Manson then took on the volunteer chairmanship of the “Passing the Torch” campaign, raising $16.5 million in support of the new Canadian War Museum.
He has served as chairman on many aerospace and military organizations and is a well-known commentator on defence and security issues.
Dr. John M. Maris
Dr. John Maris started his Canadian aviation career serving 12 years in the RCAF as an operational pilot flying as commander of a CP-140 Aurora.
He is a test pilot, certified in Canada, the United States and Europe with a pilot’s licence showing he is certified to fly Boeing 747s and everything else.
Maris was the program manager for the MSS Control Equipment (MCE), i.e. the workstations that control the SSRMS, commonly known as the Canadarm2–the larger more advanced arm used on the International Space Station. “If the Canadarm2 was the crane, he was the crane cab guy.”
In 1983 he was a direct entry into the Canadian Forces and at the same time married; he and his wife, Julie, formed Marinvent, a private company conducting advanced aerospace research and development.
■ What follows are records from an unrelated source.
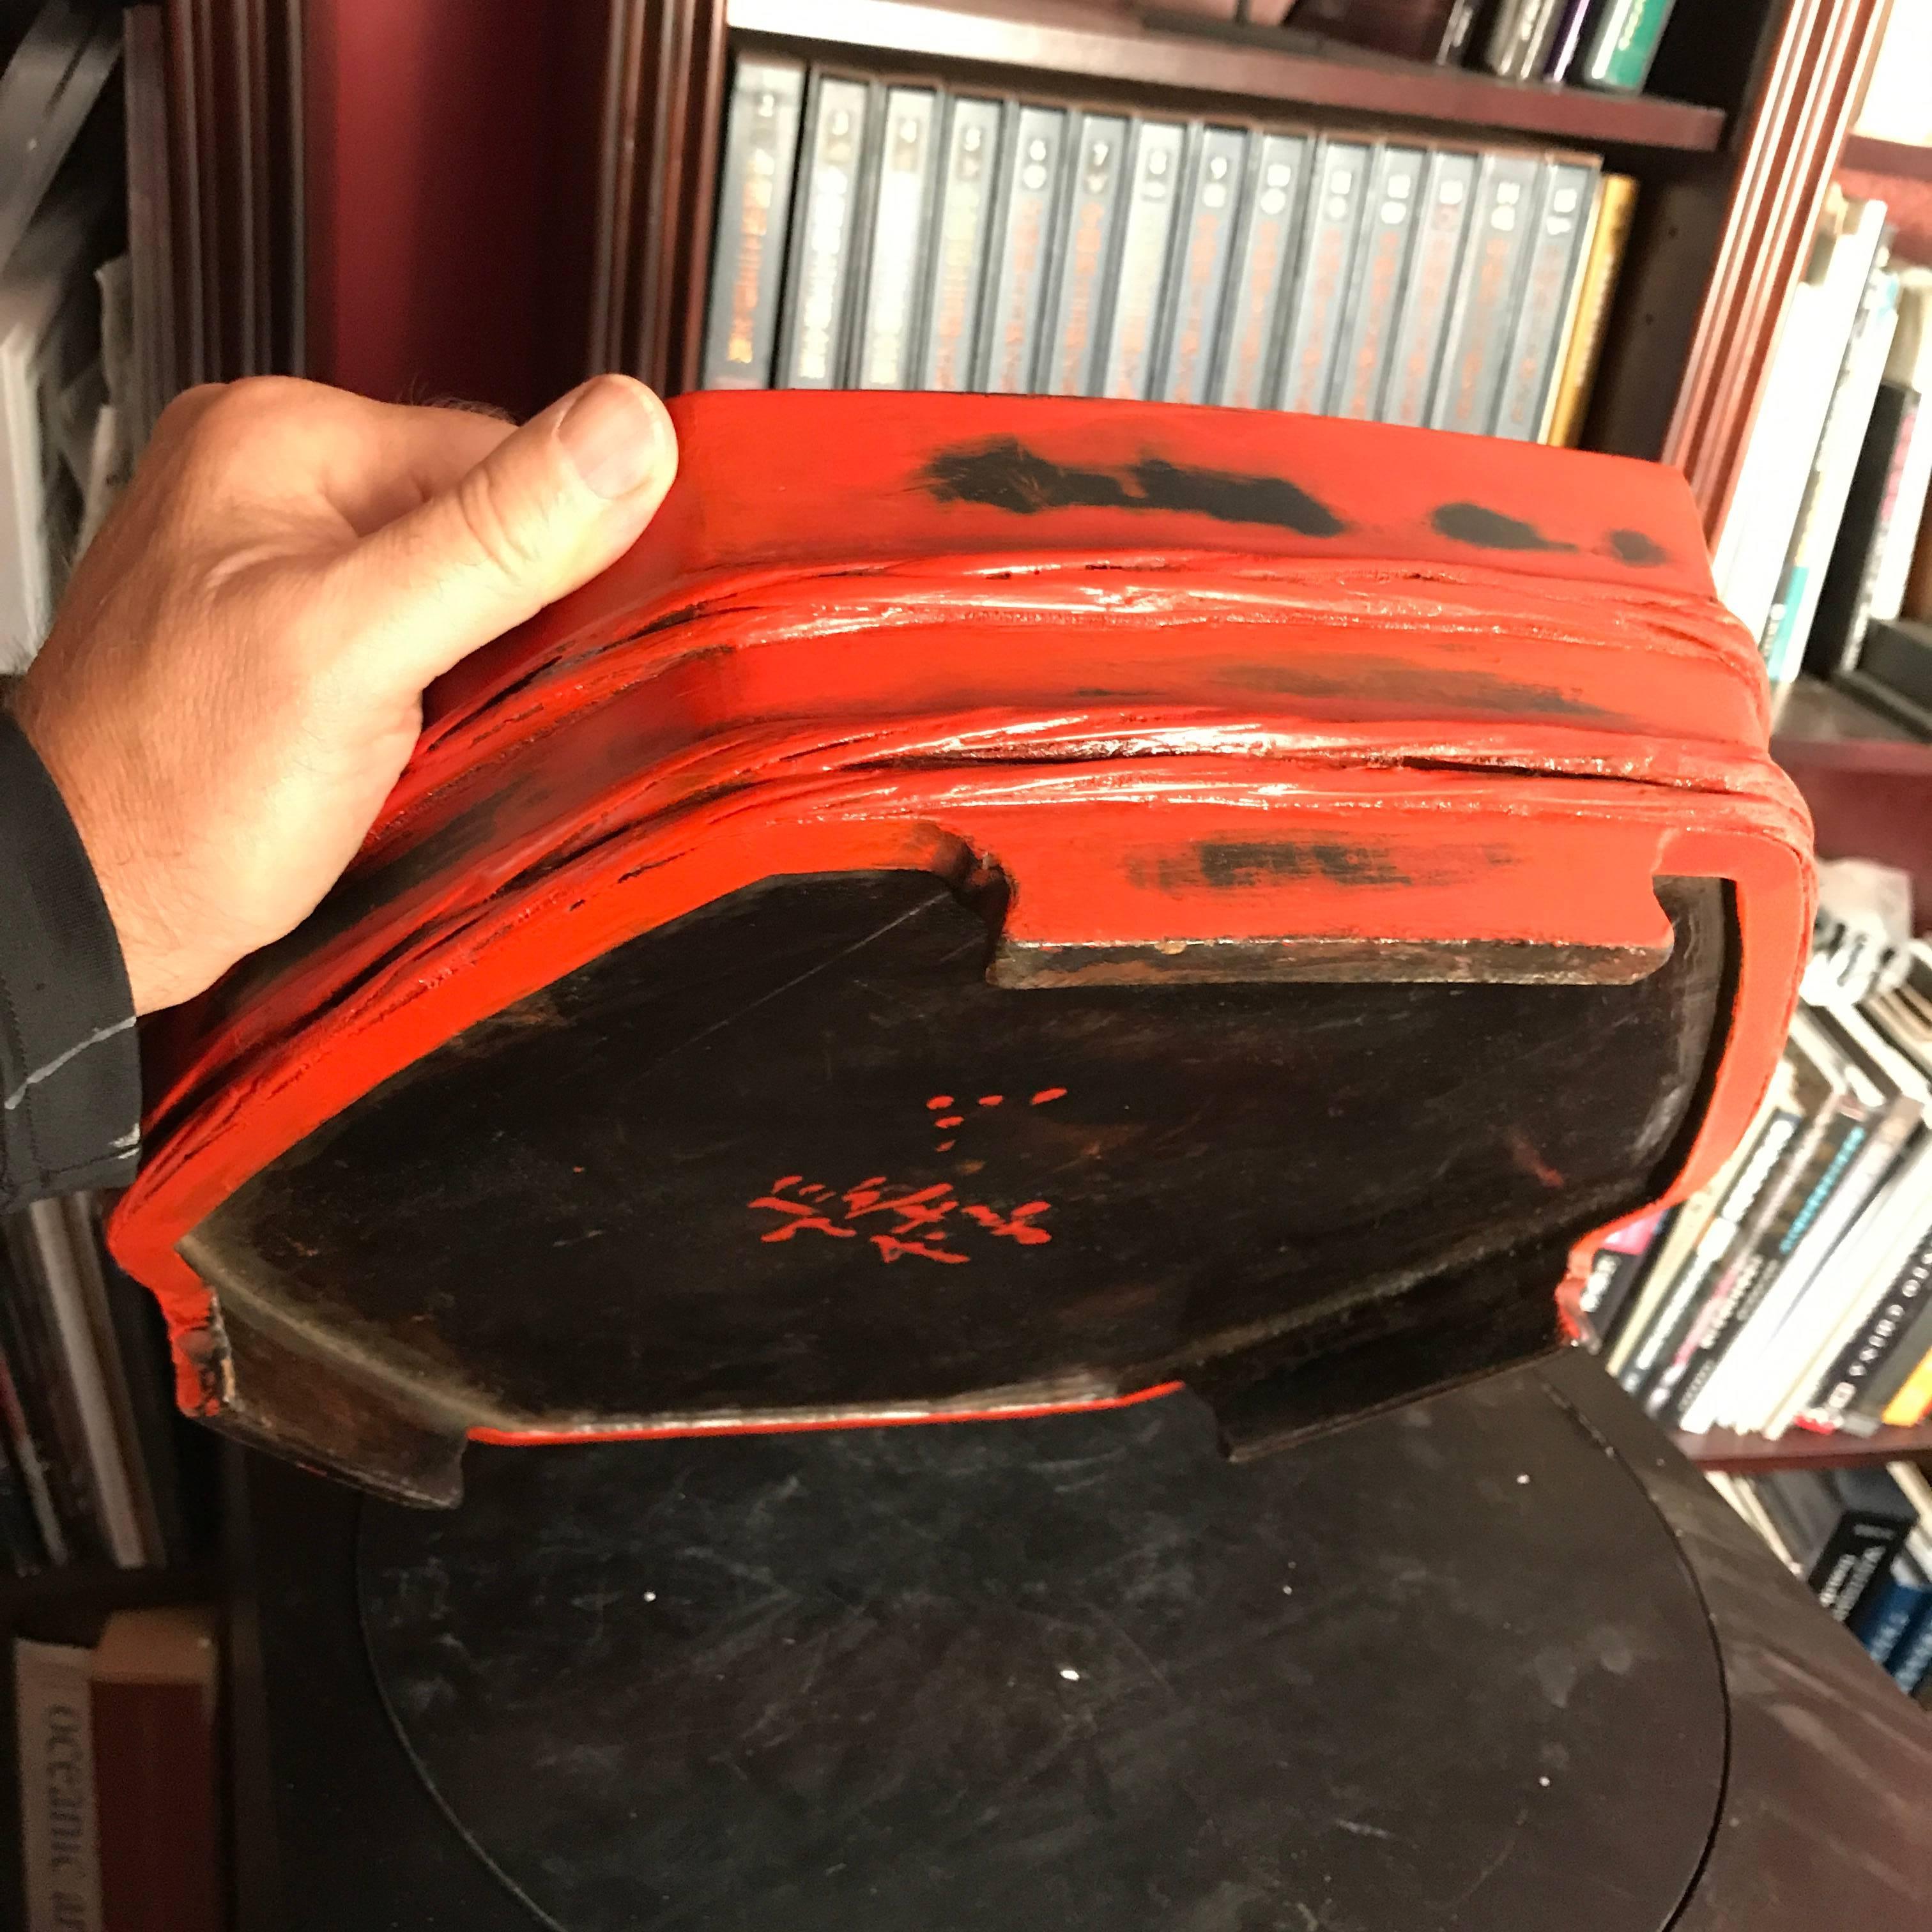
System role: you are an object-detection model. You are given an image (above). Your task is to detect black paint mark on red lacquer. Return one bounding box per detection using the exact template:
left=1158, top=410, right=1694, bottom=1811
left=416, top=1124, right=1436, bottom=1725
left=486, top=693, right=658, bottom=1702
left=1606, top=528, right=1668, bottom=567
left=921, top=439, right=1347, bottom=538
left=1430, top=503, right=1579, bottom=553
The company has developed and patented several of its own products, including the development and standardization of the software for electronic flight bags; an advanced airflow performance monitor that provides flight crew and avionics systems with real time airfoil performance and flight test standardization courses for the Bombardier C Series; and flight organization systems for NASA.
Marinvent’s U.S. joint venture, Advanced Aerospace Solutions, LLC, was recognized by NASA with the 2014 Small Business Sub-contractor of the Year Award.
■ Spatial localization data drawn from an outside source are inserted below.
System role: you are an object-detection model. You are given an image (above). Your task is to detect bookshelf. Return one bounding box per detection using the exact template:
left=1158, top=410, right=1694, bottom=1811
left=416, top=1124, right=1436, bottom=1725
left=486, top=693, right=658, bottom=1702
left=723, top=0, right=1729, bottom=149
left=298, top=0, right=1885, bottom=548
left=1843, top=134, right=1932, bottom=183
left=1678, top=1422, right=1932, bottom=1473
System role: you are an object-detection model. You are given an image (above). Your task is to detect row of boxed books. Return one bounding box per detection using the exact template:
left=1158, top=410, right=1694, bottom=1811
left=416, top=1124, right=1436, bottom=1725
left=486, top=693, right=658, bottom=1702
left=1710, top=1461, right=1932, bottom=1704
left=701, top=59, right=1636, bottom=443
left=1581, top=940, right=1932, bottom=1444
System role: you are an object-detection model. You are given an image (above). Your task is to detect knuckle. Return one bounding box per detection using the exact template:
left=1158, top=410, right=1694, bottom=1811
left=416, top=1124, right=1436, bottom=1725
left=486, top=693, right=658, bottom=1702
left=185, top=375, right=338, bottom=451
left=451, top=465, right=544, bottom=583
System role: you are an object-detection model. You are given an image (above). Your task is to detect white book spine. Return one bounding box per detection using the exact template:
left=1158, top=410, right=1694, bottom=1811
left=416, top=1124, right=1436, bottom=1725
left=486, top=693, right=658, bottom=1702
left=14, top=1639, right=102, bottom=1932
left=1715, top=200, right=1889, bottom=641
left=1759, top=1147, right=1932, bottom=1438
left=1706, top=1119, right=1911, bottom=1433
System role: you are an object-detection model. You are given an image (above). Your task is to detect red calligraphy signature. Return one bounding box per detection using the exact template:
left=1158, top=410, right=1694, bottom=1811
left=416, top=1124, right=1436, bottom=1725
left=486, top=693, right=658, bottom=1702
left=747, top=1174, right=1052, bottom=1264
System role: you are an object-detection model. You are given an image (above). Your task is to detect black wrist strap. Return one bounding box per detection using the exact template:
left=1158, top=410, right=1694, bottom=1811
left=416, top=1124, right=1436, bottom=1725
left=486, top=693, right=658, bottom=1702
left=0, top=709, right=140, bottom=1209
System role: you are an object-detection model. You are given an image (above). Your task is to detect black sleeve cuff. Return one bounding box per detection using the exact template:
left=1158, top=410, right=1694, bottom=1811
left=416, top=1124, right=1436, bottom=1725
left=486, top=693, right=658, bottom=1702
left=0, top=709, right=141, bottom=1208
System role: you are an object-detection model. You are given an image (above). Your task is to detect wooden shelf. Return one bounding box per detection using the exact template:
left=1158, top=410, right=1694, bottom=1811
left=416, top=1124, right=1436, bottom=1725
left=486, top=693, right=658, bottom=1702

Dr. Dwight Gregory Powell O.C.
When Dr. Greg Powell was head of Trauma Services at Foothills Medical Centre in Calgary, he found that half the deaths due to trauma could have been prevented if the patients had quicker access to critical care.
Combining his trauma specialties with his aviation interests, in 1985 he founded the not-for-profit organization known as Shock Trauma Air Rescue Service (STARS) in Calgary.
Starting with a single BK117 helicopter and borrowed medical staff and equipment from hospitals, STARS became a service that provides a high level of patient care from the moment they were lifted into a helicopter until the time it touched down on a hospital’s helipad.
Under his leadership, the fleet expanded to northern Alberta, Saskatchewan and Manitoba. As helicopter equipment was improved, safety enhancements were also improved with the addition of wire strike kits, night vision goggles and the development of Transport Canada-certified heliports within their operational areas.
STARS also created GPS approaches into many of these heliports. Currently its fleet consists of nine BK 117 helicopters and three larger Leonardo AW139 helicopters operating from six bases in Alberta, Saskatchewan and Manitoba.
Powell is also involved in volunteer work in Alberta and has been active in the international evacuation community and served as president of the Association of Air Medical Services based in Washington, D.C.
Dafydd Rhys Williams, a medical doctor, former astronaut and CAHF inductee, was the event’s guest speaker.
He spoke about his experiences in space, the future of space exploration, and Canada’s role in Mars missions where Canadarm3 might be developed for use on the planet.